Ron bezeichnet sich selbst als Analphabet, was Computer betrifft—seit zwei Monaten hatte er seine E-Mails nicht gecheckt. Er hat keine Ahnung, wie man twittert (seine Assistenten kümmern sich darum @RealRonJeremy) und er kann dir keinen einzigen Blog nennen, den er mag. Verdammt, er hat auch noch nie vom VICE Magazine gehört, aber er mag den Namen, weil er die Bedeutung des Worts ‚vice’ mag. Er lebt das Leben eines Teenagers und das, obwohl er mit 59 genau so alt ist wie mein Vater.

Während des Interviews kamen sieben Leute auf uns zu. Sie alle wollten nur eins: Ein Foto mit Ron, dem bekanntesten Pornodarsteller aller Zeiten. Er war offen, charmant und ließ sich mit allen fotografieren. Lächelnd stand er in der prallen Sonne vor der Messehalle Berlin, während immer mehr Leute kamen und Fotos mit ihren Smartphones machten. Er trug schwarze Crocs, eine schwarze Trainingshose und ein T-Shirt des Ron-de-Jeremy-Rums, für den er gerade Promo macht, auf dem sein Konterfei darauf ist. Er sähe darauf aus wie der junge Che, witzelte er.

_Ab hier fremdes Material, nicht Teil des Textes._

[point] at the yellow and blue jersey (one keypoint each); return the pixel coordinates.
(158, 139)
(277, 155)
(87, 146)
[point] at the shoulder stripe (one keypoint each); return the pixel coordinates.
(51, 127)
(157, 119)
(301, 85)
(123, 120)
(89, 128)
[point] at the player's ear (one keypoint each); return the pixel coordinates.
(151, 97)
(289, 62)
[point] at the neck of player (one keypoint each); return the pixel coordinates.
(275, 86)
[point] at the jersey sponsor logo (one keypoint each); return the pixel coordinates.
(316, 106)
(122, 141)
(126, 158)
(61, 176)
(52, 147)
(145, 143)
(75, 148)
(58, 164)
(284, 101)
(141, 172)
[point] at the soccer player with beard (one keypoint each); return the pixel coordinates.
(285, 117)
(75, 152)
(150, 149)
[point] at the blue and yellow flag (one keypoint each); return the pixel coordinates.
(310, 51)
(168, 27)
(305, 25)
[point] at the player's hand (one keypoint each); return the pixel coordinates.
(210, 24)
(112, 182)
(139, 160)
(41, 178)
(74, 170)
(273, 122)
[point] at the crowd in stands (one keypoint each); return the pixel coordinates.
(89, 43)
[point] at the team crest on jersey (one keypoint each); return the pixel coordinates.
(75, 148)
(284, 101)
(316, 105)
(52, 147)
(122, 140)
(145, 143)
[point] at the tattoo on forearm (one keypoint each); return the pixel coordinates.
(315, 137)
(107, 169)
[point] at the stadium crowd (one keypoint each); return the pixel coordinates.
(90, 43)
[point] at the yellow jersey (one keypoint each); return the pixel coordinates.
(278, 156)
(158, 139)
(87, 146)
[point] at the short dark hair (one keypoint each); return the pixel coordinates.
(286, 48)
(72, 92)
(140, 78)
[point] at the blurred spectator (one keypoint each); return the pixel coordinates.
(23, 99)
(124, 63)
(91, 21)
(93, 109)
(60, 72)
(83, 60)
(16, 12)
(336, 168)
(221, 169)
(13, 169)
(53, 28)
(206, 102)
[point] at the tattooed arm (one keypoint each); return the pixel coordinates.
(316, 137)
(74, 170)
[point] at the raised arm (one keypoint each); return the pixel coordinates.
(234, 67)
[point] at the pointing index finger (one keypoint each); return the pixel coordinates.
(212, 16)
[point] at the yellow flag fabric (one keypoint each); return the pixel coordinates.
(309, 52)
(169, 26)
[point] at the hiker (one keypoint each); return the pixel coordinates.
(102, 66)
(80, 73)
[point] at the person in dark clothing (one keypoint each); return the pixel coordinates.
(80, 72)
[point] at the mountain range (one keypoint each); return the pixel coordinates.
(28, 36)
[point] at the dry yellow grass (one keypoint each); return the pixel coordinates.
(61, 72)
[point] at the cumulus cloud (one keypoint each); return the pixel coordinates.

Ron und ich setzten uns schließlich an einen Biertisch zu zwei Currywurst essenden Fremden. Zuerst sprachen wir über seine Mutter, eine Lektorin, die während des Zweiten Weltkriegs für den Nachrichtendienst des amerikanischen Kriegsministeriums gearbeitet hat und fließend deutsch sprechen konnte (Das einzige deutsche Wort, das Ron kannte, war ‚Nein’). Sie ist an Parkinson gestorben, gerade als Ron mit Ende zwanzig im Pornobusiness Fuß fasste. Sie wusste von seiner Karriere. Sie sagte immer: „Mein Sohn Ronnie tanzt zum Takt eines anderen Trommlers.“

Anzeige

Ich hatte ein Geschenk für Ron. Eine rote Buddha-Figur aus Plastik aus einem chinesischen Laden in Neukölln, da Ron, finde ich, ein wenig wie ein Buddha aussieht. Er bedankte sich und steckte die Figur in seine Hosentasche, wo er einen schwarzen Filzstift für die Autogramme und seine Mundharmonika aufbewahrte—er ist Musiker und spielt außerdem noch Klavier und Geige. Ron meinte, manche Interviews seien ziemlich langweilig, aber das Buddha-Geschenk gäbe dem ganzen einen ungewöhnlichen Touch und er fand mich interessant. Er ist Jude, aber respektiere das aus dem zwölften Jahrhundert stammende buddhistische Gebet „Nam Myoho Renge Kyo“, das wir beide kennen. Die Idee der Katholiken, für alle Sünden um Vergebung bitten zu können, sei Schwachsinn, schließlich könne man danach einfach rausgehen und wieder sündigen. Aber er glaubt an Engel. Er sagte, seine Mutter sei immer noch bei ihm. Ich fragte ihn, ob er die Buddha-Figur zum Grab seiner Mutter bringen würde. Als er ‚Nein’ sagte, war das einer der wenigen Momente, in denen Ron Jeremy, König aller Witzbolde, ernst wirkte. Er besuche das Grab seiner Mutter nicht oft genug. „Es ist schon sehr lange her“, erzählte er mir.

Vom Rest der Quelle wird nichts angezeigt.